Among top players, there is a sense of angst.

“It looks bad, actually,” says Achanta Sharath Kamal, four-time CWG gold medallist. “Nothing is working properly. There’s no planning. It’s getting a bit difficult. Overall, it’s a huge void right now.”

In March this year sanctions for the Oman (20-24 March) and Qatar (26-31 March) Challenge Plus tournaments didn’t come through from the Sports Authority of India (SAI), leaving players scrambling to book tickets, hotels, arrange visas and manage logistics, all by themselves and at their own cost. The tournaments were a day apart and in the absence of a travelling physio, players struggled with rest and recovery. As a workaround, India’s top-ranked singles player Sathiyan Gnanasekaran says he spent more time in the pool and sauna and also sought assistance from organizers’ physios. “Sometimes I requested other players to help me with stretching and somehow managed to get by. I played close to 10 matches with each lasting at least six or seven games and with just a day in between both tournaments. It was killing. For a senior player like Sharath, it was a lot worse.”

To avoid a similar scenario in future tournaments starting with the World Championships later this month (April 21-28), players are even prepared to split costs to hire a physio. With no word from the Ministry of Youth Affairs and Sport (MYAS) since the Table Tennis Federation of India (TTFI) submitted its proposal for the tournament on February 27, players had begun chalking out ad-hoc arrangements among themselves with Sharath, as senior-most member of the side, taking the lead in planning and coordinating the conduct of the pre-tournament preparatory camp. Clearance for their travel for the World C’ships came through from the Ministry only two days ago along with a go-ahead for a 10-day camp in Denmark.

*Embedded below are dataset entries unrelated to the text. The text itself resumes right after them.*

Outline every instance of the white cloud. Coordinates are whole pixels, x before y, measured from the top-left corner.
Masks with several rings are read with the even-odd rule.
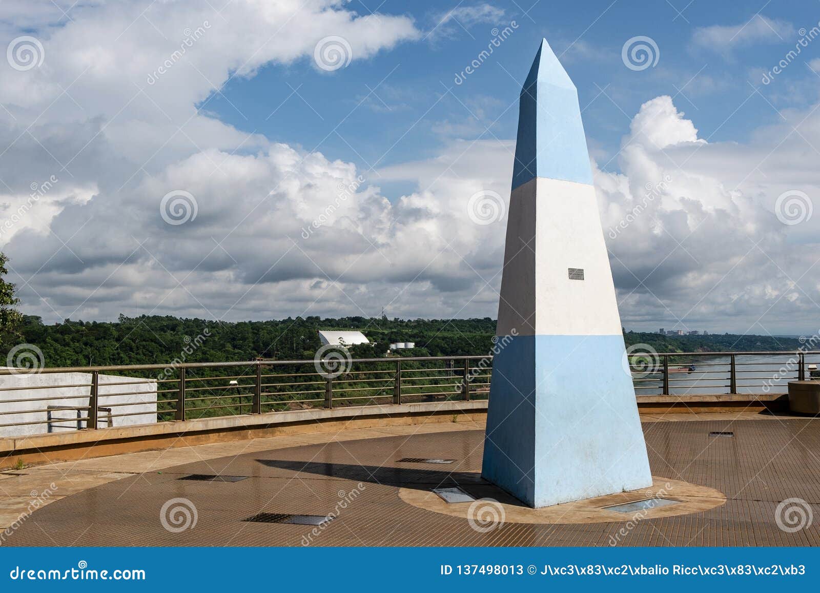
[[[503,16],[503,8],[487,2],[472,6],[459,4],[435,17],[435,25],[427,37],[430,39],[451,37],[458,31],[465,31],[476,25],[499,25]]]
[[[692,43],[701,48],[726,52],[731,48],[750,43],[788,41],[794,34],[795,27],[791,23],[756,14],[739,25],[698,27],[692,34]]]
[[[147,5],[75,8],[73,23],[43,34],[41,69],[0,69],[0,103],[11,112],[0,110],[6,216],[25,203],[31,183],[59,178],[0,235],[26,312],[49,322],[376,315],[382,307],[390,316],[495,315],[506,219],[474,224],[467,205],[482,190],[508,197],[512,141],[451,140],[435,157],[367,174],[194,107],[233,72],[312,59],[323,36],[348,39],[354,61],[417,39],[408,19],[359,17],[330,2],[297,10],[235,0],[224,21],[198,3],[157,2],[148,22],[139,16]],[[184,58],[148,84],[184,29],[206,20]],[[266,43],[285,21],[295,30],[288,43]],[[669,178],[608,237],[627,327],[681,320],[800,331],[816,318],[820,212],[787,226],[772,210],[787,190],[820,199],[810,144],[820,116],[783,115],[742,144],[706,142],[668,97],[636,115],[621,172],[595,172],[608,235],[642,203],[647,184]],[[345,194],[360,175],[366,183]],[[391,202],[378,185],[394,182],[416,189]],[[160,212],[175,189],[198,205],[179,226]]]

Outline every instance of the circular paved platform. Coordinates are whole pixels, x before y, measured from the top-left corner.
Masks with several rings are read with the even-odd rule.
[[[530,510],[483,481],[482,431],[347,440],[180,465],[67,496],[36,511],[11,545],[809,545],[818,526],[778,527],[781,501],[820,503],[820,423],[811,420],[653,422],[644,425],[656,476],[705,486],[708,506],[604,522],[533,524]],[[711,436],[731,430],[734,436]],[[450,464],[399,462],[444,458]],[[180,479],[191,474],[237,481]],[[459,486],[505,504],[510,517],[465,518],[417,504],[435,486]],[[658,486],[658,485],[656,485]],[[704,492],[713,494],[702,496]],[[714,494],[716,493],[717,494]],[[725,504],[720,494],[725,493]],[[663,493],[662,493],[663,494]],[[692,492],[689,491],[691,495]],[[623,498],[626,495],[617,495]],[[628,497],[628,496],[627,496]],[[634,497],[633,497],[634,499]],[[469,506],[469,504],[462,504]],[[564,506],[564,505],[563,505]],[[517,508],[516,508],[517,507]],[[670,507],[671,508],[671,507]],[[781,509],[781,512],[784,511]],[[789,509],[785,509],[789,511]],[[791,509],[794,511],[794,509]],[[320,527],[257,522],[259,513],[335,516]],[[793,514],[793,513],[792,513]],[[461,516],[454,516],[461,515]],[[782,515],[782,513],[781,513]],[[789,516],[781,523],[790,527]],[[276,517],[273,517],[276,518]],[[786,522],[784,523],[784,521]],[[487,527],[490,528],[487,528]]]

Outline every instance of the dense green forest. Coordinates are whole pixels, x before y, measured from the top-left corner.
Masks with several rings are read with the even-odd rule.
[[[317,366],[313,361],[320,348],[320,329],[362,331],[373,344],[351,347],[353,358],[385,357],[392,342],[415,342],[416,348],[391,354],[403,358],[465,354],[482,357],[490,354],[495,345],[495,322],[490,318],[308,317],[228,323],[173,317],[121,316],[114,323],[66,320],[45,325],[39,317],[23,316],[16,332],[20,342],[6,342],[2,347],[5,349],[2,354],[8,358],[9,351],[20,344],[30,349],[34,346],[42,352],[39,364],[52,367],[166,365],[163,369],[116,372],[119,376],[156,381],[153,389],[157,390],[160,420],[179,417],[179,395],[183,385],[185,395],[181,416],[186,419],[248,413],[257,372],[261,373],[262,412],[322,407],[327,405],[329,390],[332,391],[334,406],[390,403],[394,401],[397,378],[400,380],[404,403],[462,399],[466,396],[466,385],[472,399],[485,399],[488,395],[490,363],[487,359],[471,362],[468,379],[465,378],[463,361],[420,362],[403,358],[343,364],[343,370],[329,379],[323,373],[336,371]],[[795,350],[802,345],[797,339],[758,335],[667,336],[628,331],[624,337],[627,345],[648,344],[658,352]],[[648,349],[640,346],[637,349],[645,352]],[[579,352],[578,356],[583,354]],[[179,367],[180,363],[245,362],[257,358],[309,362],[264,366],[263,370],[257,369],[255,364],[189,367],[184,381]],[[398,374],[397,360],[401,362]]]
[[[43,352],[48,367],[114,364],[165,364],[311,359],[320,346],[319,329],[362,331],[375,346],[352,348],[355,357],[383,356],[391,342],[415,342],[404,356],[481,355],[493,347],[495,321],[483,319],[387,319],[318,317],[266,322],[223,322],[174,317],[121,316],[116,322],[66,320],[44,325],[38,317],[23,316],[20,341]],[[626,345],[647,344],[658,352],[796,350],[796,338],[763,335],[661,335],[627,331]],[[192,345],[194,344],[194,345]],[[13,343],[2,345],[7,354]],[[188,352],[190,351],[190,352]],[[181,361],[180,361],[181,359]]]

In the absence of a coach, Sharath and Sathiyan have also taken it upon themselves to liaise with the federation in planning for tournaments. “My role,” says Sharath, “is to get players together and find places to train before tournaments and coordinate with the federation so that they also have an idea of what we need. But the federation too is helpless because without SAI and the Ministry releasing funds there’s little they can do on their own either.”

For convenience of travel and logistics, Sharath and Sathiyan have since begun scheduling their trips for camps, tournaments and pro tours to and from their hometown Chennai together. “Earlier Max (Costantini) would take care of everything from chalking out our calendars to budgeting to acting as the bridge between players, federation and the Ministry and getting budgets sanctioned. Of course, I can convey what tournaments I’d want to play in a year and which to skip and conserve energy. But funds allocation shouldn’t be something a player has to worry about. That’s not our job,” Sathiyan says.

In its defence, TTFI says the current mess that they find themselves in is borne out of Costantini’s sudden decision to leave at a time when most top foreign coaches were already contracted. According to the federation, approvals for Canadian Dejan Papic’s appointment on a one-year contract have finally come through from SAI and the Ministry and he’s likely to take over in July. In principle, TTFI says, Papic has also agreed to travel to Budapest to meet the Indian players at the World C’ship ahead of formally joining the team.

“SAI has assured us that things will return to normalcy from July,” says Sathiyan, “but in a pre-Olympic year, every week, every month counts. We can’t just wait around. Time is running out.”

It would effectively leave exactly a year’s time for the Olympics and just five months before the first qualification event – world team qualifiers – in January 2020. Too little for a foreign coach to acclimatize himself with the system, crack the Indian way of functioning and get players ready for the Games.

In this melee, Sharath fears his worst nightmare might have come true. The momentum from the medal rush, the big results and the unexpected attention last year, he feels, “may have just slipped”.